Sur Les Aristos, mon film précédent, j’avais un rôle important et j’ai trouvé trop difficile de réaliser et de jouer en même temps. Comme metteur en scène, je suis concentrée, rigoureuse, toujours à l’heure, je fais du sport, du yoga et j’ai une discipline d’enfer. Quand je suis actrice, j’ai envie de déconner, de faire la bringue avec les potes etc. Impossible pour moi de gérer les deux casquettes. Souvent quand je réalise et que je joue, je m’arrange pour avoir une perruque parce que le fait de la mettre m’aide à rentrer dans le mode actrice. En plus, j’adore me déguiser et faire le clown. Par contre, ensuite, je déteste me voir et je me dis: «
Mais comment tu as pu te faire un personnage pareil ! ».

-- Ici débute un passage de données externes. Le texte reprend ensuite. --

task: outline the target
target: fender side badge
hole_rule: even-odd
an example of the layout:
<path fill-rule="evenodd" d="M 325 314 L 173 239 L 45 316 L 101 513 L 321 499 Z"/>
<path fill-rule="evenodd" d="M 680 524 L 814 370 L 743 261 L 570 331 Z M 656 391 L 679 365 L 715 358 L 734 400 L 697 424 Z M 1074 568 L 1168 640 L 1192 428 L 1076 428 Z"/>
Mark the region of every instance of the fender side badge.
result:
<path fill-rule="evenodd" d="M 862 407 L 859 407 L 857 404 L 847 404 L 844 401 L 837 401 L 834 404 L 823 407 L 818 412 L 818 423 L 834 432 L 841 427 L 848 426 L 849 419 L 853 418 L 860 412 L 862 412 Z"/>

Quel parti pris avez-vous adopté pour la réalisation?

Je voulais une image crue mais élégante. Montrer la réalité : des corps souvent très abîmés mais qui peuvent aussi être magnifiques. Rester dans l’extrêmement drôle mais avec de l’émotion et de la tendresse.
 


A-t-il été difficile de convaincre les comédiennes de se montrer quasiment nues ?

J’ai eu quelques refus d’actrices après avoir lu le scénario. Pour les principales, il s’est passé quelque chose d’amusant. Comme j’avais du mal à décider les investisseurs à mettre de l’argent, j’ai proposé aux filles de faire ensemble une photo deconnante où l’on serait en maillot et très sexy. Résultat ? J’ai convaincu les « banquiers » et pour les comédiennes, l’effet domino a opéré. Quand les unes ont commencé, toutes ont suivi. Et nous avons réitéré pour l’affiche du film avec un design très pin-up.

Comment expliquez-vous que votre film qui est une pure comédie et dans lequel on rit beaucoup, donne parfois les larmes aux yeux ?

Parce qu’au fond, ce que chacun vit avec son corps n’est pas souvent facile. Mais le rire est un exutoire extraordinaire. Il est important de montrer qu’une femme qui a des rondeurs ou même de l’embonpoint peut se sentir en harmonie avec son corps. L’essentiel est d’assumer qui on est.